National argues that, because it had undertaken the defense of the action, it could not withdraw that defense at the time of trial without being subject to a claim of bad faith (see, Schiff *398Assocs. v Flack, 51 NY2d 692; US. Liab. Ins. Co. v Staten Is. Hosp., 162 AD2d 445). Because it became legally obligated, National argues that it cannot be considered a volunteer, citing Medical Malpractice Ins. Assn. v Medical Liab. Mut. Ins. Co. (supra). The problem with that contention is that the mistakes that led to the payment were all made by National itself. National’s mistakes and negligence gave rise to its obligations to pay this loss and, therefore, it cannot be heard to argue that, because it became legally obligated to make the payment, it was not voluntary.
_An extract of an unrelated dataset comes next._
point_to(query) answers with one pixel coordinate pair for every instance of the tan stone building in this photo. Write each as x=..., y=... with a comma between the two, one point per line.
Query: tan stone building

National’s own negligence cannot create rights against a third party.

Moreover, National cannot recover against Ranger as an equitable subrogee because Ranger did not cause El Ham’s loss. New York adheres to the rule that "the doctrine of subrogation does not extend * * * to those cases in which the insured by reason of the existence of some independent contract has collateral rights against parties who did not cause the loss” (71 NY Jur 2d, Insurance, § 1904, at 356-357; cf., Couch, op. cit, § 61:147, at 212). Indeed, the Court of Appeals recently stated, "[w]hile arguably a compensated insurer or surety should in fairness bear the loss where the third party’s liability is solely contractual and not based on fault [citations omitted], such a result seems neither fair nor judicious when the loss has been caused by the third party’s tortious conduct” (Federal Ins. Co. v Andersen & Co., 75 NY2d 366, 377; see also, Alexandra Rest. v New Hampshire Ins. Co., 272 App Div 346, lv granted 272 App Div 996, affd 297 NY 858). Because National attempts to assert a right to equitable subrogation against Ranger, a third party that was not negligent and did not cause El Ham’s loss, based solely on Ranger’s contractual liability, that assertion falls squarely within the prohibition.
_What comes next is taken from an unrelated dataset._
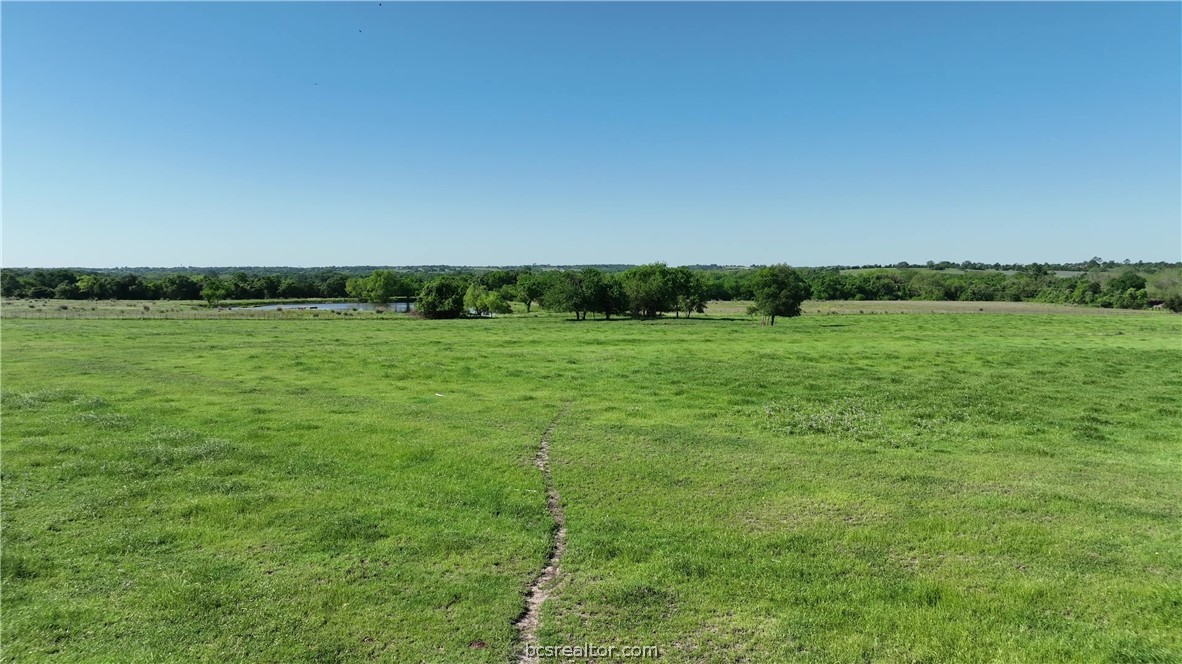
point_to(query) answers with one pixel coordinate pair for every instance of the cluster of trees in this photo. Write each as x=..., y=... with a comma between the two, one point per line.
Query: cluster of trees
x=608, y=291
x=645, y=291
x=73, y=285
Likewise, there is no basis for a finding of indemnity based upon equitable estoppel. Nothing that Ranger did was relied upon by National before it made payment to settle the claim against their joint insured. There is no basis for invoking the aid of equity in this case. National is being called upon only to pay for the mistakes it made, and not for anyone else’s. It is that fact that distinguishes this case from Mid-City Shopping Ctr. v Consolidated Mut. Ins. Co. (35 AD2d 1053), wherein the nonliable insurance company paid the loss only after the insurance company whose policy covered the loss allegedly wrongfully disclaimed coverage and left its insured unprotected.

If National had waived its exclusion of coverage and pro*399vided coverage under its policy, then it might have had a claim against Ranger for contribution under the coinsurance clauses of each policy. That, however did not occur. Rather, National has consistently taken the position that it was not obligated under its policy, and that it is entitled to recover from Ranger the entire amount paid by it, thereby establishing that it is a volunteer. Accordingly, Ranger’s motion for summary judgment should be granted and the complaint dismissed.

Pine, J. P., Balio, Fallon and Davis, JJ., concur.

Order unanimously reversed, on the law, without costs, motion granted and complaint dismissed.